A second issue which cannot be overlooked is that several
of our larger conferences in the Midwest have strong influences
from an Amish Mennonite heritage. Specific polity differences
were blended in these conferences between greater congregational
autonomy among the Amish Mennonites and the stronger role of
conference for Mennonites.
Third, this address focuses largely on structural considerations.
It is important to affirm that our structures for authority and
church order are rooted in the confidence of Christ's presence
in the body to guide and empower the community in decision making
and living out the will of God. The scriptures provide the authoritative
word, as interpreted by the Spirit in the community of faith,
for leaders and people. This point dare not be overlooked lest
we succumb to mere human strivings devoid of the transcendent
presence of God in the working out of our polity.

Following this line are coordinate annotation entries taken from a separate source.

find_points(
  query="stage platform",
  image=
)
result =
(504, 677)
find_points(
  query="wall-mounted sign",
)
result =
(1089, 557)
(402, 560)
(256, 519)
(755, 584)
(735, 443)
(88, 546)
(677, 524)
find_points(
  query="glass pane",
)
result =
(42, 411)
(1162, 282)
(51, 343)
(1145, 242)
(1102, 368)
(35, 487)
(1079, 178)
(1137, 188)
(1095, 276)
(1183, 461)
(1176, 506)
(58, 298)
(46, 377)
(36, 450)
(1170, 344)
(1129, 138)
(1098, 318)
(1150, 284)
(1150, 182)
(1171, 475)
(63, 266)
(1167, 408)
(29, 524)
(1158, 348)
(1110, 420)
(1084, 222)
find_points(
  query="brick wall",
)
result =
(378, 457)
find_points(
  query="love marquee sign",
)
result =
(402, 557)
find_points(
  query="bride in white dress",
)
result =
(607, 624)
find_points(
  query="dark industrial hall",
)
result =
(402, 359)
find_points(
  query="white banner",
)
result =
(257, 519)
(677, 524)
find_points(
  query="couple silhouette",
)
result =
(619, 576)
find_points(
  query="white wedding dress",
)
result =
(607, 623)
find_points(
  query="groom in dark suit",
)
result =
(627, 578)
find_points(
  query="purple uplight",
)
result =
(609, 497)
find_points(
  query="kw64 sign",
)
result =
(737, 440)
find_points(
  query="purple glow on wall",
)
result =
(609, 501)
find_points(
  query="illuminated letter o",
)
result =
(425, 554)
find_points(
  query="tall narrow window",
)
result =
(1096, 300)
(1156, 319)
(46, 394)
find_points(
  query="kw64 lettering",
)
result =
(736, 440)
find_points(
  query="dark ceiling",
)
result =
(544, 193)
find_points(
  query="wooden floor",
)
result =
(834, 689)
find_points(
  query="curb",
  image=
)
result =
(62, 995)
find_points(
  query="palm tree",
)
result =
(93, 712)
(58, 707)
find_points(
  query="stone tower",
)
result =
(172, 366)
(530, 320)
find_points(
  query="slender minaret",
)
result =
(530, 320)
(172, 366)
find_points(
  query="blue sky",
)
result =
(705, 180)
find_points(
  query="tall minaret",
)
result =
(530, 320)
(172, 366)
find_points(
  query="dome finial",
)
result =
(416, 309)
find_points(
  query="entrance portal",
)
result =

Emergences of Conferences, 1527-1880
It is commonly stated that the first conference among the Anabaptists
took place at Schleitheim, Switzerland, February 24, 1527. A
group of leaders met together and drafted seven articles on which
the Anabaptists differed from the Protestant reformers. These
seven articles were developed in the local Anabaptist congregations,
according to Leonard Gross.
The statement assumes many central doctrines--God, Bible,
justification by faith- -and focuses on matters of ethics and
order in the church. The Brotherly Union circulated widely
in Europe influencing members of the Anabaptist movement and
causing other reformers to write responses. Other conferences
occurred in Europe in the early years of the Anabaptist movement
where leaders reviewed issues of faith, strategized for mission,
attempted to develop unity among divergent parties and tried
to maintain order in the church.
The first conference in America took place at Germantown in
1725 where early Pennsylvania settlers met and adopted the Dordrecht
Confession of 1632. Apparently the group was experiencing challenges
to their beliefs and identity and needed to define a statement
of faith that could be circulated among English speaking colonists,
according to Beulah Hostetler. During this same era the leaders
of the two oldest Pennsylvania settlements began to meet to confer
on issues of common concern which eventually gave rise to the
Franconia and Lancaster Conferences. In the 19th century other
conferences emerged in Ontario, Virginia, Western Pennsylvania,
Ohio, Indiana, Illinois, Missouri-Iowa and Kansas-Nebraska.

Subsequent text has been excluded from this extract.